KMeans clustering - Finding your centre

KMeans clustering is a method to partition your observations into k clusters with k centroids that describes the centre of each cluster. When given a new observation, it is part of a cluster if it is closest to the centroid of that cluster. The diagram above illustrates the k-means clustering concept.

The KMeans approach starts by deciding the number of clusters you wish. Then you estimate where the centroids of each cluster might be located. The distance of each observation to each centroid is calculated. Then each observation is re-clustered to the closest centroid. For each new cluster, we re-calculate a new centroid by averaging the cluster data by each feature. We repeat this cycle until no further refinement is achieved.

Since Excel LAMBDA does not have iterative loops, a recursive approach will be used.

Implementing KMeans clustering in LAMBDA

With k-means clustering we implement Predict before Fit.

Predict

Predict takes a list of observations array and a list of centroids. For each observation, its Pythagorean distance to each centroid is calculated using SUMSQ. This observation is clustered with the closest centroid. The implementation is shown below.

dcrML.KMeans.Predict
=LAMBDA(array, centroids, [showDetails],
  LET(
    distFromCentroids, MAKEARRAY(ROWS(array), ROWS(centroids), LAMBDA(nRow, nCol, SUMSQ(CHOOSEROWS(array,nRow)-CHOOSEROWS(centroids,nCol)))),
    nearestCentroids, BYROW(distFromCentroids, LAMBDA(pRow, MATCH(SMALL(pRow, 1), pRow, 0))),
    details, IF(showDetails,
      HSTACK(
        VSTACK("Distances", distFromCentroids),
        VSTACK("Nearest", nearestCentroids)
      ),
      nearestCentroids
    ),
    IFNA(details,"")
  )
)

NOTE: The MAKEARRAY calculates the distance (SUMSQ) for each observation (row: nRow) to each centroid (column: nCol).
NOTE: Technically we only calculated the square of the distances. Since we are not interested in the actual distance, just the comparative magnitudes, taking the square root of this an unnecessary step.
NOTE: Calculating the Pythagorean distance was chosen. However this can be quite computationally intensive if you have a lot of data. Alternative is to choose Hamming or Manhattan distance.

Fit

Fit will be recursive to refine its calculations on the road to finding the centroids. Apart from using Predict and dcrML.Help.GetHeaders, it is pretty much self contained. The implementation is shown below.

dcrML.KMeans.Fit
=LAMBDA(array, numOfCentroids, [headers], [centroids], [prevNearestCentroids], [showDetails],
  LET(
    headers, dcrML.Help.GetHeaders(array, headers),
    centroids, IF(ISOMITTED(centroids), CHOOSEROWS(array, RANDARRAY(numOfCentroids,,1, ROWS(array),TRUE)), centroids),
    nearestCentroids, dcrML.KMeans.Predict(array, centroids, FALSE),

    newCentroids, MAKEARRAY(numOfCentroids, COLUMNS(array),
      LAMBDA(nRow, nCol,
          AVERAGE( CHOOSECOLS( FILTER(array, nearestCentroids=nRow), nCol) )
      )
    ),

    nDiffCentroids, IF(ISOMITTED(prevNearestCentroids), 1000, SUM(IF(prevNearestCentroids = nearestCentroids, 0, 1))),

    details, IF(nDiffCentroids <> 0,
      IF(showDetails,
        HSTACK(
          VSTACK("Nearest", nearestCentroids),
          VSTACK("# Diff", nDiffCentroids),
          VSTACK(headers, newCentroids),
          dcrML.KMeans.Fit(array, numOfCentroids, headers, newCentroids, nearestCentroids, showDetails)
        ),
        dcrML.KMeans.Fit(array, numOfCentroids, headers, newCentroids, nearestCentroids, showDetails)
      ),
      IF(showDetails,
        HSTACK(
          VSTACK("Nearest", nearestCentroids),
          VSTACK("# Diff", nDiffCentroids),
          VSTACK(headers, newCentroids)
        ),
        VSTACK(headers, newCentroids)
      )
    ),

    IFNA(details,"")
  )
)

Let's see it in action

For demonstration, the commonly available Iris data will be used.
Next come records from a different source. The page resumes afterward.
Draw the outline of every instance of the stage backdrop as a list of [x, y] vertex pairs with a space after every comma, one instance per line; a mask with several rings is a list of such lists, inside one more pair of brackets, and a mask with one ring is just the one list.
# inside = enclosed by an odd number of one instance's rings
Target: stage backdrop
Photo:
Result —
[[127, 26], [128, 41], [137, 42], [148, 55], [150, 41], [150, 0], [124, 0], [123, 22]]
The figure below illustrates how dcrML.KMeans.Fit takes in parameters. We supply the observation data (A3#), the expected number of centroids (3) and the observation headers (A2#). I also indicate to see the details (TRUE).

Scrolling to the right, we see the derived centroids. Usually the details are not required, in which case you may omit showDetails = TRUE. This would then return you just the centroids.

Zooming out we see the function was called 7 times before reaching the recursive condition.

The number of recursive calls is not easily repeatable because the starting conditions uses RANDARRAY. But the function can arrive at the same end result, especially when the natural clusters are nicely spaced out.

Visualisation

To help us visualise the clustering, I will limit ourselves to only 2 features: Sepal Length and Petal Length. These were chosen specifically because they have very strong correlation (see this article).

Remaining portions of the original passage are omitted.